## 7.3 Detecting Concepts

Author: Fangzhou Li @ University of California, Davis

This chapter is currently only available in this web version. ebook and print will follow.

So far, we have encountered many methods to explain black-box models through feature attribution. However, there are some limitations regarding the feature-based approach. First, features are not necessarily user-friendly in terms of interpretability. For example, the importance of a single pixel in an image usually does not convey much meaningful interpretation. Second, the expressiveness of a feature-based explanation is constrained by the number of features.

The concept-based approach addresses both limitations mentioned above. A concept can be any abstraction, such as a color, an object, or even an idea. Given any user-defined concept, although a neural network might not be explicitly trained with the given concept, the concept-based approach detects that concept embedded within the latent space learned by the network. In other words, the concept-based approach can generate explanations that are not limited by the feature space of a neural network.

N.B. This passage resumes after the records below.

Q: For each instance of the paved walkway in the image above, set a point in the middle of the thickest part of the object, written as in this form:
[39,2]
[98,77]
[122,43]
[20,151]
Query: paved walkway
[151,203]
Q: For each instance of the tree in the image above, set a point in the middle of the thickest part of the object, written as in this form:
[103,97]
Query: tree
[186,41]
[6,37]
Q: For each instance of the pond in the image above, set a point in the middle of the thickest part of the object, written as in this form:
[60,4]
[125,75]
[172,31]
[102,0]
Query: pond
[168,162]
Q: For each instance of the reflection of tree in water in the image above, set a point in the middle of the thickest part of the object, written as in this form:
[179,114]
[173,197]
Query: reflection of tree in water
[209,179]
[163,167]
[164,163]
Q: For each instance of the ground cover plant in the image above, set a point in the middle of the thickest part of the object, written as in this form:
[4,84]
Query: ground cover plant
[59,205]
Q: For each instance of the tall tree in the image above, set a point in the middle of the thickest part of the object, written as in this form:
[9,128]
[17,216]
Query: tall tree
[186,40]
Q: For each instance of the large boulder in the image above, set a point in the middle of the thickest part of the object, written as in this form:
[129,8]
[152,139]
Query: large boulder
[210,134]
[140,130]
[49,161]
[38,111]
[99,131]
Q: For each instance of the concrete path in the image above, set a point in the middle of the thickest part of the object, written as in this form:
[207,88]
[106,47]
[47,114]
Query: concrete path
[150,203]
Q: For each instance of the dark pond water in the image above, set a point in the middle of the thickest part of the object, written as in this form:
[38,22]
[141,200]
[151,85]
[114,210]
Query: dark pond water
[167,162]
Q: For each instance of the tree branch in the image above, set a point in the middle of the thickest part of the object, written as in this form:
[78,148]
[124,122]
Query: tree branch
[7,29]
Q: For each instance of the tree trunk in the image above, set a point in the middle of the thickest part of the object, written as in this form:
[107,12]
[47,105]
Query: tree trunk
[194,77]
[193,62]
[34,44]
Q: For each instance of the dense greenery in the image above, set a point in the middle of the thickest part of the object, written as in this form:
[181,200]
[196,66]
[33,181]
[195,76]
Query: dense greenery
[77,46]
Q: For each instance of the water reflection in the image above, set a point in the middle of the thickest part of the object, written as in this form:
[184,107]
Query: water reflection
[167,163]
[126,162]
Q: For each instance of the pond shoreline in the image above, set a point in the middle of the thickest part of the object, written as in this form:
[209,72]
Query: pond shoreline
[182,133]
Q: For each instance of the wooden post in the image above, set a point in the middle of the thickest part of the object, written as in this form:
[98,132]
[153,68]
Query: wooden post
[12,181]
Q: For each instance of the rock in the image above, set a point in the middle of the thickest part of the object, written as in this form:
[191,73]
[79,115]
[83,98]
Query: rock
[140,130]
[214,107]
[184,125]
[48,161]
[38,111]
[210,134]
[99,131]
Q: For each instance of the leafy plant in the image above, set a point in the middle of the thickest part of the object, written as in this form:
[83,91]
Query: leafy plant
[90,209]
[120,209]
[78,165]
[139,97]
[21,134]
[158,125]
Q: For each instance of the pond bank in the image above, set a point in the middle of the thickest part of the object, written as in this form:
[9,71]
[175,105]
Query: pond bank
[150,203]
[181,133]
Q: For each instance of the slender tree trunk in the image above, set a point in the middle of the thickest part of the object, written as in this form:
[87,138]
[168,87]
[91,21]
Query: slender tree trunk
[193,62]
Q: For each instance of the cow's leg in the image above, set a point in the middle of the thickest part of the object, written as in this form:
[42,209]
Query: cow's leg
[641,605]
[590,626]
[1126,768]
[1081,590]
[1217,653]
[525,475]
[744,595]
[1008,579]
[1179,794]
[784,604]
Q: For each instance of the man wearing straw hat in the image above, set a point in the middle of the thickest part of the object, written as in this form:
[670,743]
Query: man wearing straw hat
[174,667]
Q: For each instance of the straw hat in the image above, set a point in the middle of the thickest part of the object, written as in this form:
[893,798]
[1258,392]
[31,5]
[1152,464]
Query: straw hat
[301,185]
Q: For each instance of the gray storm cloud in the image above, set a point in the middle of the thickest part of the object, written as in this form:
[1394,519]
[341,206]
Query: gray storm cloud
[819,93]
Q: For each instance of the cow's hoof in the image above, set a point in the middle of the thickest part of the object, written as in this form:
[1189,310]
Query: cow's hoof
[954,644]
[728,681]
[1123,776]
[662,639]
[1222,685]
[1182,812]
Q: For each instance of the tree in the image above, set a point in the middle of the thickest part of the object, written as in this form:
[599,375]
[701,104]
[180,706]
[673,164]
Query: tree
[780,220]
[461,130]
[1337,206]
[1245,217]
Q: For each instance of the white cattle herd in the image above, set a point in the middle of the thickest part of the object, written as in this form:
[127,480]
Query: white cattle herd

In this chapter, we will primarily focus on the Testing with Concept Activation Vectors (TCAV) paper by Kim et al.90

### 7.3.1 TCAV: Testing with Concept Activation Vectors

TCAV is proposed to generate global explanations for neural networks. For any given concept, TCAV measures the extent of that concept's influence on the model's prediction for a certain class. For example, TCAV can answer questions such as how the concept of "striped" influences a model classifying an image as a "zebra". Since TCAV describes the relationship between a concept and a class, instead of explaining a single prediction, it provides useful global interpretation for a model's overall behavior.

#### 7.3.1.1 Concept Activation Vector (CAV)

A CAV is simply the numerical representation that generalizes a concept in the activation space of a neural network layer. A CAV, denoted as $$v_l^C$$, depends on a concept $$C$$ and a neural network layer $$l$$, where $$l$$ is also called as a bottleneck of the model. For calculating the CAV of a concept $$C$$, first, we need to prepare two datasets: a concept dataset which represents $$C$$ and a random dataset that consists of arbitrary data. For instance, to define the concept of "striped", we can collect images of striped objects as the concept dataset, while the random dataset is a group of random images without stripes. Next, we target a hidden layer $$l$$ and train a binary classifier which separates the activations generated by the concept set from those generated by the random set. The coefficient vector of this trained binary classifier is then the CAV $$v_l^C$$. In practice, we can use a SVM or a logistic regression model as the binary classifier. Lastly, given an image input $$x$$, we can measure its "conceptual sensitivity" by calculating the directional derivative of the prediction in the direction of the unit CAV:

$S_{C,k,l}(x)=\nabla h_{l,k}(f_l(x))\cdot v_l^C$

where $$f_l$$ maps the input $$x$$ to the activation vector of the layer $$l$$ and $$h_{l,k}$$ maps the activation vector to the logit output of class $$k$$.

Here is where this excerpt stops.